Presented by Simon Wilnauer, Committer/PMC Member | Apache Lucene
Quick introduction into how Lucene's latest Indexing Improvements speed up indexing by 250% with DocumentsWriterPerThread (DWPT)
Bio: Simon is a Lucene core committer and PMC member. During the last couple of years he worked on design and implementation of scalable software systems and search infrastructure. He studied Computer Science at the University of Applied Sciene Berlin. Currently, he work as a consultant for Apache Solr, Lucene Java and Hadoop and is a co-organizer of the "BerlinBuzzwords" conference on Scalability June 2011 in Berlin (Germany).
"How to create hosts to run Solr using Chef (from Opscode)"
Presented by DH Upayavira, Consultant | Sourcesense UK
In this talk I present a way to create hosts to run Solr using Chef (from Opscode). I have created a 'cookbook' that can handle replication, distributed search, and multicore. By assigning different 'roles' to your hosts, they can automatically configure themselves as masters, or slaves, or as co-ordinators in a distributed search setup. This was a last minute talk, and hence the presentation is sketchy. The cookbook I talk about is coded and works, but is still in need of some TLC before ready for public consumption.

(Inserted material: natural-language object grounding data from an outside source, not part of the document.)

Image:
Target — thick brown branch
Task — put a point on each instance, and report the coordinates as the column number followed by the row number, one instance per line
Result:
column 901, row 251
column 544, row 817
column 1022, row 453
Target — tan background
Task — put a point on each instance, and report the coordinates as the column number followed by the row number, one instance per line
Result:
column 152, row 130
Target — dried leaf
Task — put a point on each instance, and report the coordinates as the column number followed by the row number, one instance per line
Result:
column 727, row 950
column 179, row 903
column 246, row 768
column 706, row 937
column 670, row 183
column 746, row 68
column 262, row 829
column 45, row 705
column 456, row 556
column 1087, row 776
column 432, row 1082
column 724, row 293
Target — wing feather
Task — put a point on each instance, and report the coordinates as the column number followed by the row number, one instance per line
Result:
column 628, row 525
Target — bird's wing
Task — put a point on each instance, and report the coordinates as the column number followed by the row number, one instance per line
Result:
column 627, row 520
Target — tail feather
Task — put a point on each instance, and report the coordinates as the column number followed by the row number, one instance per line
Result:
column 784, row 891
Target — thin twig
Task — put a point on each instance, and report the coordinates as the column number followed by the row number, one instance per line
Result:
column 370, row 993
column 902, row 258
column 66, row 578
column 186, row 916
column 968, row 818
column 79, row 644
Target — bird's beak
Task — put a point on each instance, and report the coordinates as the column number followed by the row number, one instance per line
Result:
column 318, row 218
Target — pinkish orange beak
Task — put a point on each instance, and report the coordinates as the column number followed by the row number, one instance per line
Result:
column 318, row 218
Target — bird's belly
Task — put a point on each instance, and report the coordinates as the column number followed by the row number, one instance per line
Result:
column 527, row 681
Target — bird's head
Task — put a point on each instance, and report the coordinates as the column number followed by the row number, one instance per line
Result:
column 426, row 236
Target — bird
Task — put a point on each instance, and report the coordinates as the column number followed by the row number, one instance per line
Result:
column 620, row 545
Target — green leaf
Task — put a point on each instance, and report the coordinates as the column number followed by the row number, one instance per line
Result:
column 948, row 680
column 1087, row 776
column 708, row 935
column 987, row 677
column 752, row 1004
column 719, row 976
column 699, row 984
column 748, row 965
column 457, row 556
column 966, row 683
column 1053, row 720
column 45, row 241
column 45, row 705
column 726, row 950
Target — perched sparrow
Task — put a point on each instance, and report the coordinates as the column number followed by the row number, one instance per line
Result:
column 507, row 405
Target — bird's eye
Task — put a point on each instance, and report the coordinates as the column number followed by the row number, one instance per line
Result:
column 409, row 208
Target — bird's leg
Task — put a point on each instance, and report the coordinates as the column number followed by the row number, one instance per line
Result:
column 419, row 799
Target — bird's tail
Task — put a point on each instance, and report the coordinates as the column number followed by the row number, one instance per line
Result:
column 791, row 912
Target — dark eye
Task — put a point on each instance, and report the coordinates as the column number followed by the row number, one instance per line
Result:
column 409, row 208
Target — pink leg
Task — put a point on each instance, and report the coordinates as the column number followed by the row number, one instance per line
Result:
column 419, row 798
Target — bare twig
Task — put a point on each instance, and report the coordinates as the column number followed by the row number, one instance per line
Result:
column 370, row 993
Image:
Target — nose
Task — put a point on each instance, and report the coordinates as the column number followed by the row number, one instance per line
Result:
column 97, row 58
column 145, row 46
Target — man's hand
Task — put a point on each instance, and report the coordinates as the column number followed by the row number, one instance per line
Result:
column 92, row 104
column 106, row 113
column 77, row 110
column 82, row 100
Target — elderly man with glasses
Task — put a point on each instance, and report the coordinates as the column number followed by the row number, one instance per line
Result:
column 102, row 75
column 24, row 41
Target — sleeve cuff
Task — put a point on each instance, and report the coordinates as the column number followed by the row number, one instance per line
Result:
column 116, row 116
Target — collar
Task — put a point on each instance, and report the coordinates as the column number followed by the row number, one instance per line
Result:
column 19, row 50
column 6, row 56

Feel free to contact me if you're interested in seeing it.
Bio: Upayavira is consultant for Sourcesense UK, specialising in enterprise search with Apache Solr. With a substantial background in unix, he always seems to get the systems jobs - and when doing them, he can't stop himself automating them.
Apache Lucene, Lucene, Apache Solr, Solr, Apache Hadoop and Hadoop are trademarks of The Apache Software Foundation.